The rest of this exercise will be similar, but slightly different from the Anderson data. The idea is to see if you can apply the ideas from the lecture to a new data. Make sure to include supporting output and graphs.

  • Drop the questionnaire variables using drop PAM* HAD* SF* IP* SSU*. How many variables and observations do you have?
  • Use describe to get an overview of the variables. Are there any duplicates in the data?
  • Use misstable to get an idea of the missing data patterns. What do you see?
  • What fraction of the subjects never smoked? Separate it out by gender. Use tabulate.
  • Make a histogram of body length, adjusting the defaults so that the bins are 5cm wide starting at 135cm.
  • Make a dotplot of body length by gender, so that we can compare the distributions for men and women.

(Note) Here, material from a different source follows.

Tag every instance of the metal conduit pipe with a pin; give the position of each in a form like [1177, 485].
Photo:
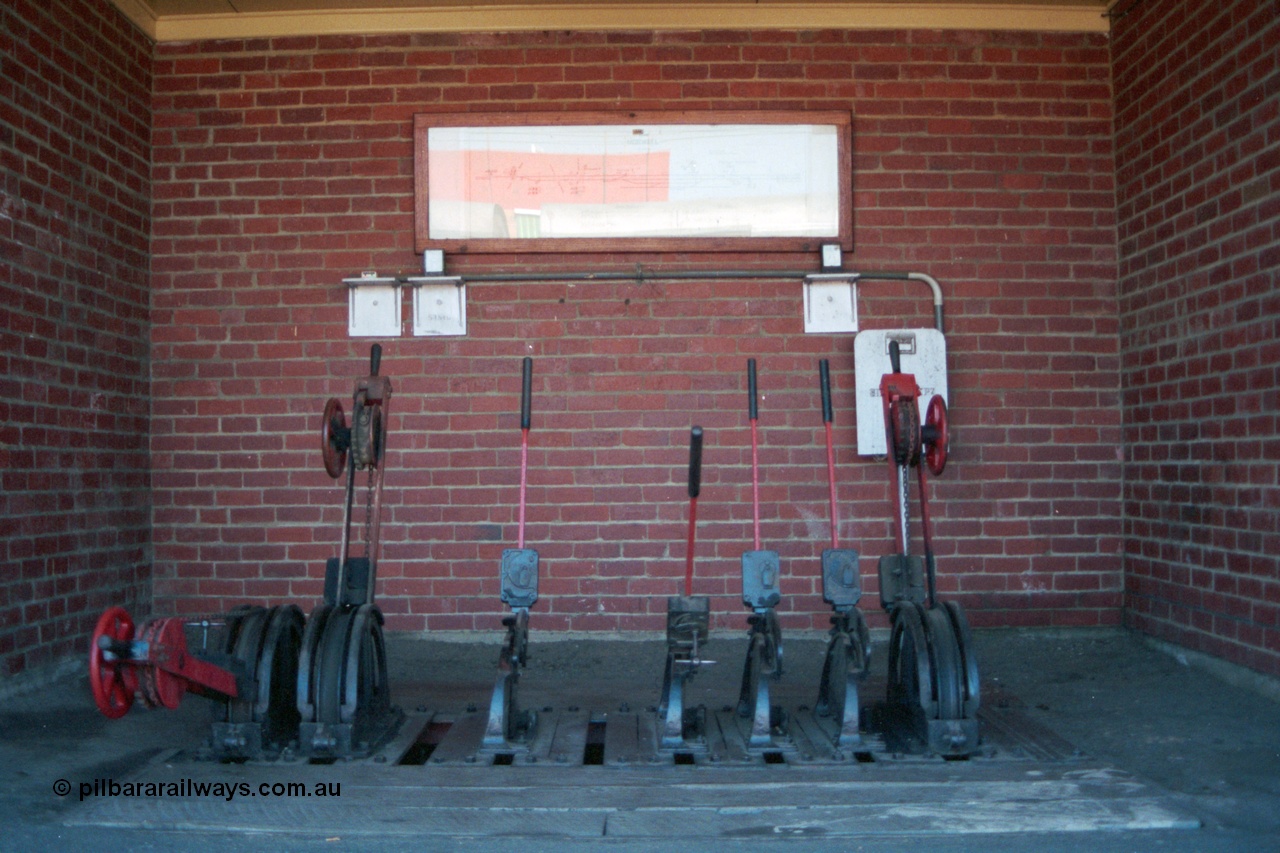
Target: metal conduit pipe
[641, 276]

Comment.

3. Post on “Study habits” discussion forum (20%)

How are you using the study materials from this class (eg. videos, vs lecture notes vs textbook)? What other resources are you finding helpful?
Please share with the class what you feel comfortable sharing.

If you don’t want to share, state so in your post.

In the homework file, please enter the date of your posting.

4. Acknowledgements

Please acknowledge individuals who helped you or resources thay were helpful in completing the homework.